Crying for peace while feeding violence

We keep hearing about violence in India. When you take the newspaper in the morning there are many reports about violence. Sometimes we get the impression that the newspapers and channels become popular because of sensational news and crime reporting. I always wonder why that the non-violent actions are not so prominently reported. Recently there was an article in the Time Magazine about how about a country like Norway brought down their crime rate. There were two interesting steps that the Norwegian government took. One step was to convert jail into reform centers. The idea was to help people to reform rather than punish them in a way that they continue to be criminals. The second step that they took was to reduce crime reporting in the media, and both these steps had tremendous impact on the population and the crime rate came down heavily. Unfortunately in the country of Buddha and Gandhi we continue to enjoy reading crime reports. As a result media is also feeding into the need of the people. Some time back I did a random survey to find out how many items of criminal activities are reported in an English newspaper on a particular day, and I was surprised to see 17 reports, small and big, on that day.
When I began with Jan Satyagraha Samwad Yatra in the 2nd October, my intention was to see the level of violence and non-violence being used by various groups to address problems. Today after being 4 months on the road covering a distance of about 25000 km I can now admit that non violent actions outnumber violent actions in this country. Unfortunately, only the violent actions are getting reported. This is an obsession of the media, if they can have crime reporters in their magazines and newspapers, they can also have peace reporters. If they can be journalism based on crime, why can’t we promote peace journalism as well? There is something seriously wrong with our psychology. Why are we so fascinated by violence and not so much by non-violence? This is not only a question of what the journalists are reporting and what the readers are consuming, this is also related to the financial resources allocated for dealing with violence. Government is using these reports to justify spending more money to counter violence. An impression is created that the main problem of India is terrorism and naxalism, terrorism from external sources, and naxalism from internal sources. This analysis gives an opportunity for the Defense Ministry to increase their budget and sign new contracts to buy arms and strengthen the military. Whereas the second analysis gives an opportunity for the home ministry to increase police stations in the name of internal security and increase the budget many fold in the name of country’s internal violence. This game is going on for many years now. In most cases proposals submitted to the government to rethink their approach or spend some money for promoting peace get a negative response. The government is not interested in spending anything for peace education and for the promotion of peace. There is no ministry for peace and not even a secretary with whom you can discuss peace. It looks as if violence has become a well paid business for everybody and as a result there is no interest to talk about peace processes. Rather than being interested in peace processes the government is trying to stop all those groups which are trying to find a solution by using non-violent methods. Indirectly, the system is feeding into the desire of violence by blocking all non-violent possibilities.
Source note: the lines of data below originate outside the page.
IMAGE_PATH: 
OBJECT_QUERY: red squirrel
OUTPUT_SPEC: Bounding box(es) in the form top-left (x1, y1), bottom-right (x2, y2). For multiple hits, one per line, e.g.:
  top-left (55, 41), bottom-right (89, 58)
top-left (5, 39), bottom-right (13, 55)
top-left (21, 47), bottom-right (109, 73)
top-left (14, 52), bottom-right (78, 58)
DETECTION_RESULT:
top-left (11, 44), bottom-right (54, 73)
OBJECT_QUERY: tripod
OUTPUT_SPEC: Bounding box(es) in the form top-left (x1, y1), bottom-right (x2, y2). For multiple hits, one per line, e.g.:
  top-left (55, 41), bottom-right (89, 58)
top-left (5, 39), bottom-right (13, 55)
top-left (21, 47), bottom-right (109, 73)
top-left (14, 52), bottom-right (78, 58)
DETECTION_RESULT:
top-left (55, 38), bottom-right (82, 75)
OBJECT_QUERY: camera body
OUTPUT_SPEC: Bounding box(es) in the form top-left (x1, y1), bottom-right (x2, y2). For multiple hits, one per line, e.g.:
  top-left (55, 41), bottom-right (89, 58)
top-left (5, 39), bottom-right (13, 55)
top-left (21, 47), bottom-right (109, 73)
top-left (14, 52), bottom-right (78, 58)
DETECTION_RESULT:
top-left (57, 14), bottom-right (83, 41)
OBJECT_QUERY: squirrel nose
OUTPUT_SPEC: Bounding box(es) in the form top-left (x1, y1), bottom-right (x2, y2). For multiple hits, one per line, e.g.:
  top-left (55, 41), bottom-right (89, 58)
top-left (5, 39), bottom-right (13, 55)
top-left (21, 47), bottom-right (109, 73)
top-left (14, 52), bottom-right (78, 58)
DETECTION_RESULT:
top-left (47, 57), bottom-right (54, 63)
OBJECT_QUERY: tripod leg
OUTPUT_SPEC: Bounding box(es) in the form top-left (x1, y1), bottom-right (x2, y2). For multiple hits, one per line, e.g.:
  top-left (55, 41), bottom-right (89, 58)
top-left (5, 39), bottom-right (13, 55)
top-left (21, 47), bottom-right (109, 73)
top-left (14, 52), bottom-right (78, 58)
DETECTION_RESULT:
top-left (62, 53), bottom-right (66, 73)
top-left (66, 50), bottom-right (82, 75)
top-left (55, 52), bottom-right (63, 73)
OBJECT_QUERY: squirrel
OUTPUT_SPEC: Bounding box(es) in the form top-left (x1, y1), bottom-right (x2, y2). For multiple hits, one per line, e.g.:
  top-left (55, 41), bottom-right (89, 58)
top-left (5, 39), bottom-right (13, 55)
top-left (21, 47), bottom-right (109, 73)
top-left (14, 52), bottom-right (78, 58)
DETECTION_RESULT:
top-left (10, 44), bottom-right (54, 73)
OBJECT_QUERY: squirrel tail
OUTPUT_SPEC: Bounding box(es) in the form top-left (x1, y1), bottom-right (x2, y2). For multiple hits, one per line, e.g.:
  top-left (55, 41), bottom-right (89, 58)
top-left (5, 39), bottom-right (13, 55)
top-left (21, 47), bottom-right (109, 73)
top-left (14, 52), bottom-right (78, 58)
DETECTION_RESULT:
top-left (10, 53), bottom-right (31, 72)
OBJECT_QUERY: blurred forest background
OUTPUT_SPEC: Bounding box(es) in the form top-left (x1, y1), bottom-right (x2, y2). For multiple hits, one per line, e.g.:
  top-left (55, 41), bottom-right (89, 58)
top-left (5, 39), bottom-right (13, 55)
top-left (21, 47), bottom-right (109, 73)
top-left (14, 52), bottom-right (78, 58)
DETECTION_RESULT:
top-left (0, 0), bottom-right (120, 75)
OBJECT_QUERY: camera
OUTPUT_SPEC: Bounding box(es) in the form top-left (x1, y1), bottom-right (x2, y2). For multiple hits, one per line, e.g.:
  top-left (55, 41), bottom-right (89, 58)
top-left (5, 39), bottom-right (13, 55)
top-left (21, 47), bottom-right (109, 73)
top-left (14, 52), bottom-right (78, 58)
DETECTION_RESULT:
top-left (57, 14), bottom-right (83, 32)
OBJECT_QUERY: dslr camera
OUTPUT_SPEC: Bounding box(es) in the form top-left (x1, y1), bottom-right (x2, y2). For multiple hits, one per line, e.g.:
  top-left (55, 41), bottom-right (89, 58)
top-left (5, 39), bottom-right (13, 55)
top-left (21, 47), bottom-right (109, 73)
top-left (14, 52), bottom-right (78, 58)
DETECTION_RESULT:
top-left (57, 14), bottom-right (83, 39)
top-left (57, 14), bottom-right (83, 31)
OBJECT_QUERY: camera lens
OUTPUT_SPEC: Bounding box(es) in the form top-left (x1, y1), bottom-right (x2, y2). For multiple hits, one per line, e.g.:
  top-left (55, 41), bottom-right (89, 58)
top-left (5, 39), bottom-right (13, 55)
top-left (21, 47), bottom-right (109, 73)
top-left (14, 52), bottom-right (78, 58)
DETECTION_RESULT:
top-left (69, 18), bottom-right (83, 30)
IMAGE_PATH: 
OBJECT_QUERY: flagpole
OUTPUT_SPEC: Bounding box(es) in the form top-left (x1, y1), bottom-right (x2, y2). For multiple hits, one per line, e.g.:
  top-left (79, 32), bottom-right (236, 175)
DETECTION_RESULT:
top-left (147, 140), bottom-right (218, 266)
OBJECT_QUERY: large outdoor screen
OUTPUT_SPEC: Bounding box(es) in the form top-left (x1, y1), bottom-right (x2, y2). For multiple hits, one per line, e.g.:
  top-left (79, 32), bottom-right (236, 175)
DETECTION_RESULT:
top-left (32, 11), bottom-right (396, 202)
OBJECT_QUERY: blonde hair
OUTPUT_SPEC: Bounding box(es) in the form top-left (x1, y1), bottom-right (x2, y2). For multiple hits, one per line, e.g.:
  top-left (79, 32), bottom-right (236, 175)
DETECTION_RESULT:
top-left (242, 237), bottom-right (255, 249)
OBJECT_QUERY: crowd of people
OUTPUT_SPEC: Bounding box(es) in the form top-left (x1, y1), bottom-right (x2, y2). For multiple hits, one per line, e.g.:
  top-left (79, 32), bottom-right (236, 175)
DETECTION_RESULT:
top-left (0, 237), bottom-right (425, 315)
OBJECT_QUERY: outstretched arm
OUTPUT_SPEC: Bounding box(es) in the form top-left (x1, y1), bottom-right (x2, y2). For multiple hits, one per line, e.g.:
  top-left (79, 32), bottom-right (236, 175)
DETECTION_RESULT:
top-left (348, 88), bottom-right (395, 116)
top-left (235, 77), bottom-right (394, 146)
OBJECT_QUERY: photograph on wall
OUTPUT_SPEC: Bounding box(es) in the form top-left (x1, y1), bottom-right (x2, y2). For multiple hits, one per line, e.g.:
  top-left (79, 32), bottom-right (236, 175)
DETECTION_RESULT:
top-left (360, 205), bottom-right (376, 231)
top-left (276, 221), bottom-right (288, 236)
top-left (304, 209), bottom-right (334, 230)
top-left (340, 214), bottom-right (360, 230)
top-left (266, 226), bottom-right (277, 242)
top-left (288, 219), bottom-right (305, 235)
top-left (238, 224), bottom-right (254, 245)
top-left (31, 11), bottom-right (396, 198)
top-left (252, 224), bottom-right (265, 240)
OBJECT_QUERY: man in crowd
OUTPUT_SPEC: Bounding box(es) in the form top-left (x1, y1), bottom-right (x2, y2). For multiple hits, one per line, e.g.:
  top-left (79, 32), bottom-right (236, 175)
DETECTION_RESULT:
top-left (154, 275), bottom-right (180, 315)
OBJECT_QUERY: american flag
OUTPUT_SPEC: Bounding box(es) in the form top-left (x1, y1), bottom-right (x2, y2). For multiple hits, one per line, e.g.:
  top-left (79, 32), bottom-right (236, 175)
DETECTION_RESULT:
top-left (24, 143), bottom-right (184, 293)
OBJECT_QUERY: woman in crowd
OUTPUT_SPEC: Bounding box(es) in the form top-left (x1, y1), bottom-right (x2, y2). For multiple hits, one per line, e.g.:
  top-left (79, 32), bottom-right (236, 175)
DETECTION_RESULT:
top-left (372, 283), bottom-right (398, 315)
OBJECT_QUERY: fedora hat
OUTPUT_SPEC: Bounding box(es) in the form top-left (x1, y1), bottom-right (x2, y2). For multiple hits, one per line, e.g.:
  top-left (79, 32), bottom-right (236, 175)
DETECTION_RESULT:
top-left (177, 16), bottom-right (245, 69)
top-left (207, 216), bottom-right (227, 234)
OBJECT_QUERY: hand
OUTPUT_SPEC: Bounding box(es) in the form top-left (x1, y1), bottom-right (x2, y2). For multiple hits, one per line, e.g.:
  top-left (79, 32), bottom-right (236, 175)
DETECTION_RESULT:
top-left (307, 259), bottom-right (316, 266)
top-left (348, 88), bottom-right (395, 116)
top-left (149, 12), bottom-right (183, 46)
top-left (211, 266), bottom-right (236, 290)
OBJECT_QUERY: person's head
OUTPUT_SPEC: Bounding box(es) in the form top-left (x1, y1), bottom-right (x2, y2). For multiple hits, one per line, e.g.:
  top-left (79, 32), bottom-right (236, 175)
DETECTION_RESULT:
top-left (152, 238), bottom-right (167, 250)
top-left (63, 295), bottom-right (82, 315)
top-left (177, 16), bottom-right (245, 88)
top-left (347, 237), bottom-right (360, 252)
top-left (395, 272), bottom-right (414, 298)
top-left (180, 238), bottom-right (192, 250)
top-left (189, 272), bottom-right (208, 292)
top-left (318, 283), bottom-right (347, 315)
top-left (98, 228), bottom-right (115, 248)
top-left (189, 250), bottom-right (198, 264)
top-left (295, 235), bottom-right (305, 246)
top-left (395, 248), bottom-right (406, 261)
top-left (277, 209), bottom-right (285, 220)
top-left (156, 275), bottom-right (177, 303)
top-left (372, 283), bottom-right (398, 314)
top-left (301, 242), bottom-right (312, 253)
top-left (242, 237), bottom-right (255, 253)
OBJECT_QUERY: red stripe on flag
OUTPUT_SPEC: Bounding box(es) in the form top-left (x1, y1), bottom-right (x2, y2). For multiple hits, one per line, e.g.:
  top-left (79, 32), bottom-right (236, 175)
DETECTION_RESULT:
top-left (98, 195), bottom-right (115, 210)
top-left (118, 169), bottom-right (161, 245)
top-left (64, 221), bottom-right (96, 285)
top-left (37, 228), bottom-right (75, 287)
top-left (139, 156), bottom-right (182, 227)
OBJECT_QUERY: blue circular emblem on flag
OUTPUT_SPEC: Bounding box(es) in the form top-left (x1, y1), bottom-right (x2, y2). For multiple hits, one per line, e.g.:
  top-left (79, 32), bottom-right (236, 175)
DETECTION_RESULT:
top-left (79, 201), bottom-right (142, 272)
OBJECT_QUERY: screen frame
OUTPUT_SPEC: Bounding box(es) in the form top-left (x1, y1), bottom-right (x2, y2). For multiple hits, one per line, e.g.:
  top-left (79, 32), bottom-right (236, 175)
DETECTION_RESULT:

What I have seen from Koodankulam to Jharkhand are all indications of people’s faith in non-violence. I haven’t seen any group that believes in democratic process speaking of promoting violence. The Koodankulam and Jaitapur are good examples of non-violent struggles against nuclear plants. There is no reason why the police should have used violence against the non-violent actors of Jaitapur. The agitation in Chengara by Adivasis and Dalits for land is going on for the last 5 years in a non-violent way. Many struggles against dams, mining and industries across the country are non-violent struggles. It was through strong non-violent struggles that the people were able to protect Gandhamardhn in Orissa. Again, it was non violent struggle by Adivasis in Jharkhand that blocked the possibility of displacing large number of people through Koel Karo project. There is no reason to open fire in Kalinganagar in Orissa. This has become fashionable for the police or the paramilitary forces to open fire on innocent people. I wish the state will realize the condition in which they are living. On one hand the state is trying to destroy non-violent movements by using violence and on the other side the state is trying to build its capacity to use violence by propagating that the country is faced by huge violence. Slowly people are realizing this contradiction and they are started questioning the state for using excessive violence against its own citizens. While the poor people are the victims on the ground the intellectuals are indifferent and they look the other side, leaving the country into deeper trouble.